According to court documents, Rep. Ilhan Omar allegedly had an affair with a married DC consultant. The wife of Omar’s alleged lover made the claims in divorce filings, insisting that her marriage was ultimately destroyed by the tryst between the congresswoman and her husband. Previous reports claimed that Omar “dumped” her own husband earlier in the summer.
Conventional modern wisdom would tell us that the only newsworthy and relevant aspect of this salacious story is the possible abuse of campaign funds, as reported by the Washington Examiner:
Omar’s alleged paramour, Tim Mynett, has been a fundraising consultant for Omar’s 2018 and 2020 campaigns…
…Of the $145,406 reported earnings by the E Street Group during the 2018 campaign cycle, $62,674 came from Omar’s campaign. Not counting payroll taxes and transfers to Minnesota’s Democratic Party, E Street Group was Omar’s second-largest vendor, according to FEC data. From Labor Day through the end of the year, E Street Group ate up more than 10% of her campaign’s spending (not counting transfers to other campaigns).
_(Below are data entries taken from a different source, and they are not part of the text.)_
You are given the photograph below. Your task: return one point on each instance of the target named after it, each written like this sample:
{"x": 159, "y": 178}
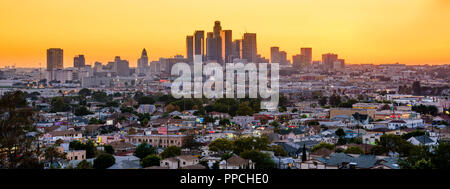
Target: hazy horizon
{"x": 412, "y": 32}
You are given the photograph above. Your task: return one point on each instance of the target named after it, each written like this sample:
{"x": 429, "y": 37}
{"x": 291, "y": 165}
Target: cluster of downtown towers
{"x": 220, "y": 48}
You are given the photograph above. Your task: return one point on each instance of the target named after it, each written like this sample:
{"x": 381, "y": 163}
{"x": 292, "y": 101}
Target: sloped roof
{"x": 196, "y": 166}
{"x": 236, "y": 161}
{"x": 423, "y": 139}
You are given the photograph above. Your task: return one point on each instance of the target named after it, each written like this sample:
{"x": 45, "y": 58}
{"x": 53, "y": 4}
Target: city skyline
{"x": 415, "y": 35}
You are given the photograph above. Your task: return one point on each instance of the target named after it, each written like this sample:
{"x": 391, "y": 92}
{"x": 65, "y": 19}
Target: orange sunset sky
{"x": 361, "y": 31}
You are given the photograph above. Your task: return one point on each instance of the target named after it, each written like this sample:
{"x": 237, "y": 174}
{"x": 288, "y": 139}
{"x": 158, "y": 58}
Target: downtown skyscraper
{"x": 190, "y": 48}
{"x": 249, "y": 48}
{"x": 54, "y": 62}
{"x": 142, "y": 67}
{"x": 199, "y": 43}
{"x": 79, "y": 61}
It would certainly be a significant scandal, and probably a criminal offense, if Omar was funneling money to her married boyfriend. But I disagree with the increasingly popular notion that these sorts of things are only a public concern when they involve actual crimes. It may not be illegal for a woman to be a lying, backstabbing home wrecker (allegedly!), but that doesn’t make the matter wholly irrelevant to the public. While Omar’s constituents have no reason to feel personally betrayed by their representative’s supposed marital indiscretions, they do have cause for worry.
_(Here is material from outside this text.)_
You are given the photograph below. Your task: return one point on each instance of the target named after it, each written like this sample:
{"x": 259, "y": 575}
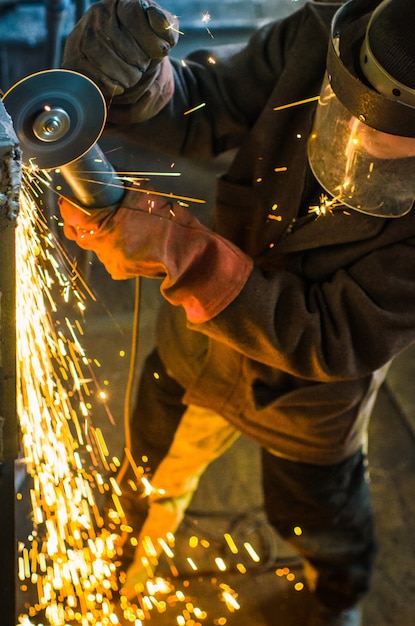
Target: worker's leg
{"x": 325, "y": 512}
{"x": 179, "y": 442}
We elect politicians based on the promises they make to us. They tell us they are going to do certain things — enact certain policies, support certain initiatives, etc. — and we vote for them because we want those things to be accomplished and we believe they might accomplish them. Unless we are very naive, we know that they are probably bluffing to some extent. But if they earn our vote, it’s because we are relatively confident in their follow through, which means we are relatively confident in their trustworthiness. Why shouldn’t an affair factor into that calculation?
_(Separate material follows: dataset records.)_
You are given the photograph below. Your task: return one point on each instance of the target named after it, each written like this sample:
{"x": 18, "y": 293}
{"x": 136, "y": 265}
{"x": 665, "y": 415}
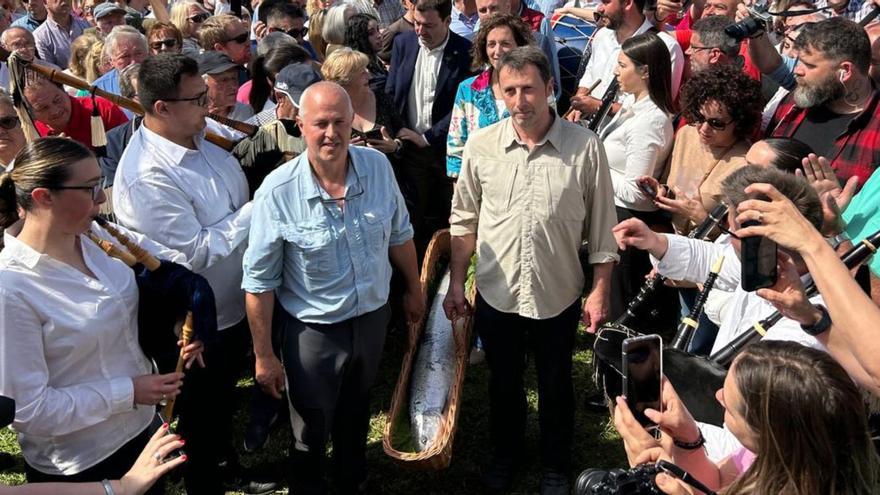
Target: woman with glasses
{"x": 362, "y": 35}
{"x": 164, "y": 37}
{"x": 189, "y": 16}
{"x": 69, "y": 355}
{"x": 722, "y": 106}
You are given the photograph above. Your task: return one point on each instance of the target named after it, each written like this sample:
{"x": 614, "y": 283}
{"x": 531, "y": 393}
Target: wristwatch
{"x": 820, "y": 326}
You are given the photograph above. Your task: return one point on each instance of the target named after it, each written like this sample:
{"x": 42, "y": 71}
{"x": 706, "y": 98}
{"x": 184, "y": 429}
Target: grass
{"x": 595, "y": 442}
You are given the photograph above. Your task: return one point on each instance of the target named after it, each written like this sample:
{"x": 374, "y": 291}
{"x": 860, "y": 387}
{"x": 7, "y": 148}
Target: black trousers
{"x": 330, "y": 370}
{"x": 507, "y": 339}
{"x": 206, "y": 406}
{"x": 111, "y": 468}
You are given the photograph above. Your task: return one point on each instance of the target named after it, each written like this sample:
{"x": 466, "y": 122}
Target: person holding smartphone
{"x": 770, "y": 387}
{"x": 637, "y": 141}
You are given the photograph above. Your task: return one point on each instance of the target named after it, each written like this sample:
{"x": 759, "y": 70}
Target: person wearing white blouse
{"x": 69, "y": 354}
{"x": 637, "y": 142}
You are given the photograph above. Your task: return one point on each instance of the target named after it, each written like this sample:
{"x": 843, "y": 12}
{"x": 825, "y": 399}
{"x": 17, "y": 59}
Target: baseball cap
{"x": 294, "y": 79}
{"x": 106, "y": 8}
{"x": 212, "y": 62}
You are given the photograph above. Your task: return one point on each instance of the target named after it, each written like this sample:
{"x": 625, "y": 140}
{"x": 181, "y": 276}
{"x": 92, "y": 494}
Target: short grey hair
{"x": 518, "y": 58}
{"x": 795, "y": 188}
{"x": 712, "y": 34}
{"x": 119, "y": 33}
{"x": 333, "y": 30}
Adultery is not a matter of mere sexual immorality. It shows that the adulterer is willing to break the most important promise they made to the most important person in their life. If they are willing to break that promise made to that person, why would they hesitate to break less important promises to less important people? A man doesn’t necessarily beat his dog just because he beats his children, but would you hire him as a dog-sitter?
An adulterer is, by definition, a cheater and a liar. I do not see how cheating and lying can been regarded as immaterial concerns. A cheater and liar may still be a capable leader — history provides many such examples — but their capable leadership will be in spite of the cheating and lying. A raging alcoholic may also be a fine leader, yet that vice must be taken into consideration before assigning the person to a position of significant leadership.
Character matters in our leaders. It must, because we elect them based on it, even if we claim otherwise. In the end, we cast our vote for a person if we are confident that we can trust them. A propensity for telling very big lies and breaking very important promises would seem to put a dent in that confidence. Of course, this principle must apply across the board. If adultery is a relevant factor for Democrats, it must be for Republicans and vice versa. No matter the letter next to a politician’s name, if they are willing to betray their own families, it is no great leap to betray the faceless voter.